An zwei Unfallschwerpunkten im Landkreis Ansbach ist die zulässige Höchstgeschwindigkeit auf 70 Stundenkilometer reduziert worden. Dies betrifft die Bundesstraße 25 am Autobahn-Anschluss Feuchtwangen-Nord sowie die Kreuzung der Kreisstraße AN 4 und der Staatsstraße 2419 zwischen Dombühl und Wörnitz.

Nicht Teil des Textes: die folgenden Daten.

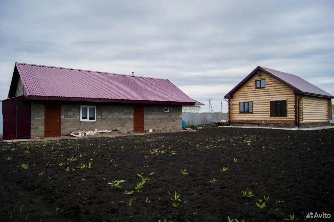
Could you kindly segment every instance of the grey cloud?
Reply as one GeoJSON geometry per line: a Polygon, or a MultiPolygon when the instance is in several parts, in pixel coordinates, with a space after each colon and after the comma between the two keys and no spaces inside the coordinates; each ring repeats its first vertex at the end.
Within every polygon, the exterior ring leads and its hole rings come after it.
{"type": "Polygon", "coordinates": [[[332,88],[312,78],[334,78],[331,1],[11,1],[2,6],[0,99],[7,96],[15,61],[134,71],[168,79],[200,101],[222,98],[257,65],[332,88]],[[189,89],[201,92],[201,93],[189,89]]]}

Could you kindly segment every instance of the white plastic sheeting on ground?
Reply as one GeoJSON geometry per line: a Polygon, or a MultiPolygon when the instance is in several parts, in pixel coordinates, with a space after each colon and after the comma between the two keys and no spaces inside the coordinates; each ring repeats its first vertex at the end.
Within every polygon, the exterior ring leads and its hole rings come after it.
{"type": "Polygon", "coordinates": [[[78,134],[77,134],[76,133],[75,133],[74,132],[73,132],[71,133],[71,135],[73,136],[80,137],[85,136],[85,134],[87,136],[89,136],[90,135],[94,135],[96,134],[97,133],[111,133],[113,131],[114,132],[118,131],[117,130],[115,129],[113,129],[111,130],[98,130],[97,129],[96,129],[94,131],[77,131],[76,132],[78,133],[78,134]]]}

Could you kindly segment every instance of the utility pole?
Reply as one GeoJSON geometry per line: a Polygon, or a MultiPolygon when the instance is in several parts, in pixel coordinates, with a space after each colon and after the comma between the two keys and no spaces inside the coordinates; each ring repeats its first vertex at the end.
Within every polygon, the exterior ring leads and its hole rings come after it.
{"type": "Polygon", "coordinates": [[[209,113],[210,112],[210,99],[209,99],[209,113]]]}

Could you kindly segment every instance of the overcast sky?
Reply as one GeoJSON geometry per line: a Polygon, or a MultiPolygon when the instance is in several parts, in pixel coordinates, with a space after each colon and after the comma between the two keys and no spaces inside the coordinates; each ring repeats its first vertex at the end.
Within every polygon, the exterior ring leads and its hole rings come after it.
{"type": "Polygon", "coordinates": [[[225,112],[224,96],[258,65],[334,94],[332,0],[0,4],[0,100],[15,62],[168,79],[225,112]]]}

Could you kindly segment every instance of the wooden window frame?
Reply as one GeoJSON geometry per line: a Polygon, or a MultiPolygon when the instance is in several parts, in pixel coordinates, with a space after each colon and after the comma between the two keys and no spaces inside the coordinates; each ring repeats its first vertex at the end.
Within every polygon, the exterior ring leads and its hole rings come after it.
{"type": "Polygon", "coordinates": [[[254,112],[254,102],[253,101],[245,101],[244,102],[239,102],[239,113],[253,113],[254,112]],[[244,112],[241,112],[240,110],[240,103],[243,103],[243,110],[244,112]],[[249,110],[249,103],[252,103],[252,112],[244,112],[245,110],[245,103],[248,103],[248,110],[249,110]]]}
{"type": "MultiPolygon", "coordinates": [[[[276,105],[275,104],[275,106],[276,105]]],[[[275,109],[275,112],[276,112],[276,109],[275,109]]],[[[282,113],[282,109],[281,109],[281,113],[282,113]]],[[[288,117],[288,100],[287,99],[281,99],[280,100],[271,100],[269,101],[269,116],[271,117],[288,117]],[[277,102],[278,101],[285,101],[286,103],[286,115],[285,116],[281,115],[281,116],[277,116],[275,115],[272,116],[271,115],[271,102],[277,102]]]]}
{"type": "Polygon", "coordinates": [[[80,122],[96,122],[96,106],[80,106],[80,122]],[[94,119],[89,120],[89,107],[94,107],[94,119]],[[87,119],[82,119],[82,108],[87,108],[87,119]]]}
{"type": "Polygon", "coordinates": [[[255,80],[255,88],[256,89],[265,89],[266,88],[266,79],[257,79],[255,80]],[[261,87],[261,80],[265,80],[265,86],[263,87],[261,87]],[[260,87],[257,87],[256,86],[256,83],[258,81],[260,81],[260,87]]]}

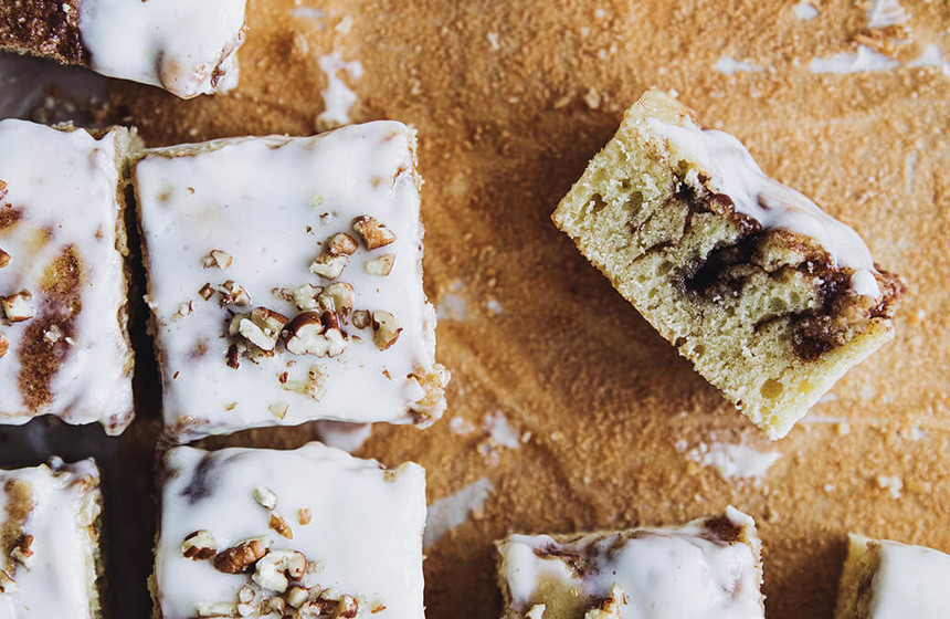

Laut einer Pressemitteilung des Landratsamtes Ansbach soll die Reduzierung der Höchstgeschwindigkeit die Sicherheit verbessern. An den Kreuzungen kam es wiederholt zu Unfällen. Dass andere Verkehrsteilnehmer Vorfahrt hatten, wurde häufig missachtet oder übersehen.
Am Autobahn-Anschluss Feuchtwangen-Nord kam es vor allem bei der nördlichen Anschlussrampe zu Kollisionen. Linksabbieger nahmen anderen Verkehrsteilnehmern die Vorfahrt, als sie auf die Rampe auffuhren.
Bei der Kreuzung der Kreisstraße AN 4 und der Staatsstraße 2419 zwischen Dombühl und Wörnitz kam es ebenfalls zu Unfällen. Der Mitteilung zufolge wollten Verkehrsteilnehmer aus der untergeordneten Kreisstraße die Staatsstraße überqueren oder in diese abbiegen. Dabei hätten sie den Vorrang anderer missachtet. Hier werde nicht nur die Höchstgeschwindigkeit der Staatsstraße auf 70 km/h reduziert, teilt das Landratsamt mit. Es sei zudem eine Stopp-Stelle für die Kreisstraße angeordnet worden. Sobald die nötigen Markierungsarbeiten erfolgt sind, werde das Schild aufgestellt. Die Änderungen erfolgten in Zusammenarbeit mit der Polizei und dem Staatlichen Bauamt.